Study on fine mapping of QTL for juice yield traits of sweet sorghum (Sorghum dochna)

The stem juice yield is a key factor that influences both the biological and economic production of sweet sorghum [Sorghum dochna (Forssk.) Snowden]. To elucidate upon the genetic basis of the stem juice yield, an F5 population developed from a cross between the low juice yielding Xinliang52 (XL52) and high juice yielding W455 lines, were used in a quantitative trait locus (QTL) analysis. A main effect of the QTL controlling stem juice yield was separated with an SSR marker called Xtxp97, which explained 46.7% of the phenotypic variance. In addition, F5 and F6 populations were constructed with XL52 and W452 as the parents to further verify the QTLs, and a significant correlation was found between the juice yield trait and the Xtxp97 marker.
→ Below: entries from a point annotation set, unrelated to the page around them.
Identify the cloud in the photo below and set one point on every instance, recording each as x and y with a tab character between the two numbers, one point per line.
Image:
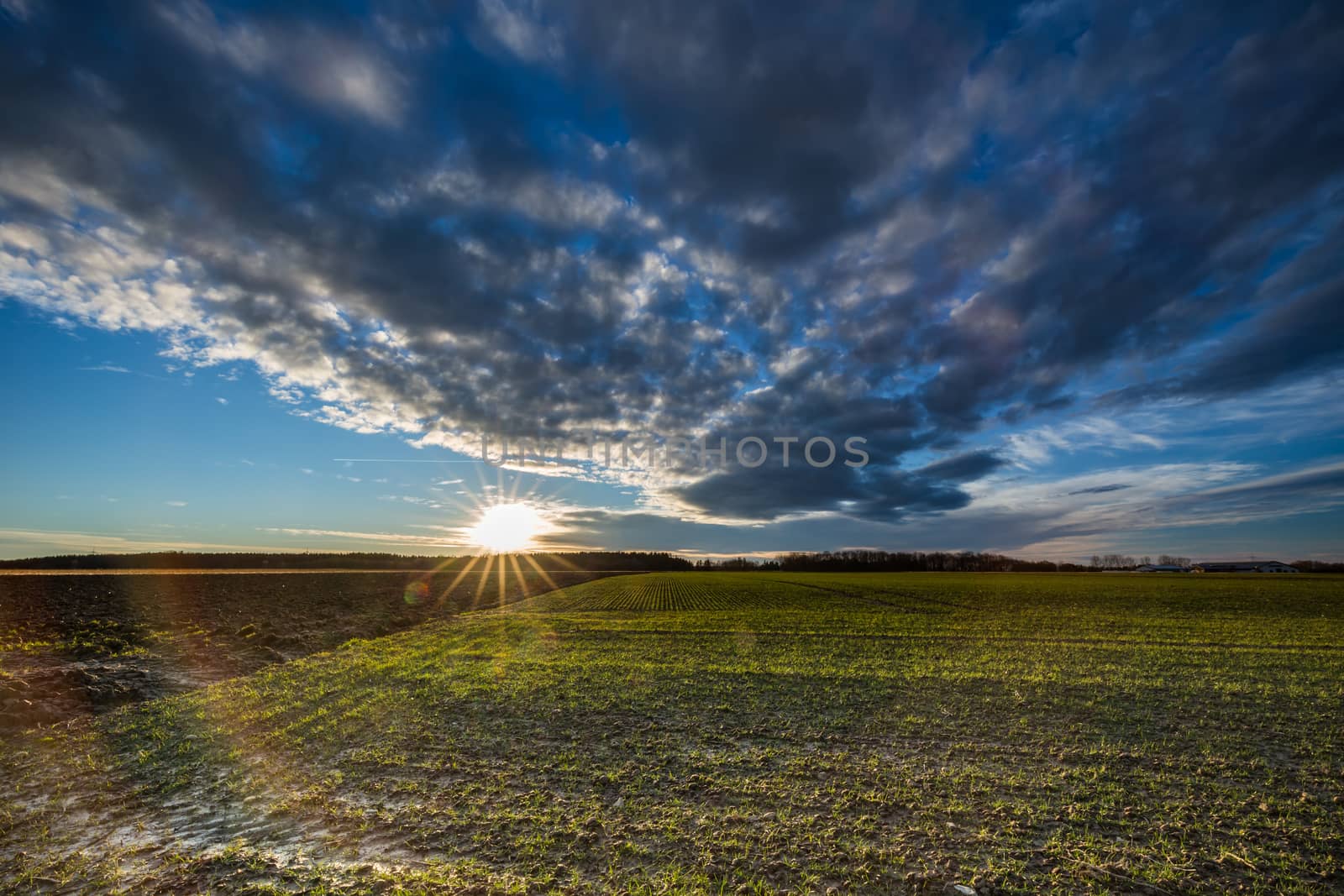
1102	490
904	224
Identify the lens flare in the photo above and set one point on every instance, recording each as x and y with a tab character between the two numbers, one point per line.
504	528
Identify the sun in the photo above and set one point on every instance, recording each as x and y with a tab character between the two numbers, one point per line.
504	528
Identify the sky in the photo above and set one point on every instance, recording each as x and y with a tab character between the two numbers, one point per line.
1065	278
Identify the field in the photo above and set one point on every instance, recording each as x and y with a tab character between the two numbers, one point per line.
73	645
734	734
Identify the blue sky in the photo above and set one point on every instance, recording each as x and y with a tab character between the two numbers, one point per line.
1073	271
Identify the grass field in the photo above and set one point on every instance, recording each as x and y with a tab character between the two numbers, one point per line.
739	734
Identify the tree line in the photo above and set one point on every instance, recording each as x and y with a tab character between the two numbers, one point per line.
617	560
893	562
551	562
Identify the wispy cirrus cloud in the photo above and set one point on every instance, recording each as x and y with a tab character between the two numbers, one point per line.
1001	246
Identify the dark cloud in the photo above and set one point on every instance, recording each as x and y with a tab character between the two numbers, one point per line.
891	222
1102	490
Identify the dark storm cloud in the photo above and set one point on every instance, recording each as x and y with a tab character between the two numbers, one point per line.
859	219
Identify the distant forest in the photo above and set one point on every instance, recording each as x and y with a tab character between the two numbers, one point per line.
356	560
604	560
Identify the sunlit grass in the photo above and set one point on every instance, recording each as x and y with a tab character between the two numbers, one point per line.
717	732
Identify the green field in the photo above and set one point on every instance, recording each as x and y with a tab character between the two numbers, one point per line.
738	734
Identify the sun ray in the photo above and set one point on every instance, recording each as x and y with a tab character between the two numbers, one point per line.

Based on the progeny tests of 29 recombinants, QJy-sbi06 was located in a region of about 21.2 kb on chromosome 6, where a candidate gene encoding an NAC transcription factor (sobic.006G147400) was identified. Combining the different population association analysis and sequencing technology showed that XL52 inserted a 1.8 kb transposon in the NAC to directly interrupt and inactivate the juice yield gene. This study also demonstrated that the colour of the leaf midribs was controlled by a single gene and was significantly positive correlated with juiciness (r = 0.784, P < 0.01). These results could lay the foundation for map-based cloning of QJy-sbi06 and provide genes or QTLs for breeding sorghum lines with a high juice yield and quality.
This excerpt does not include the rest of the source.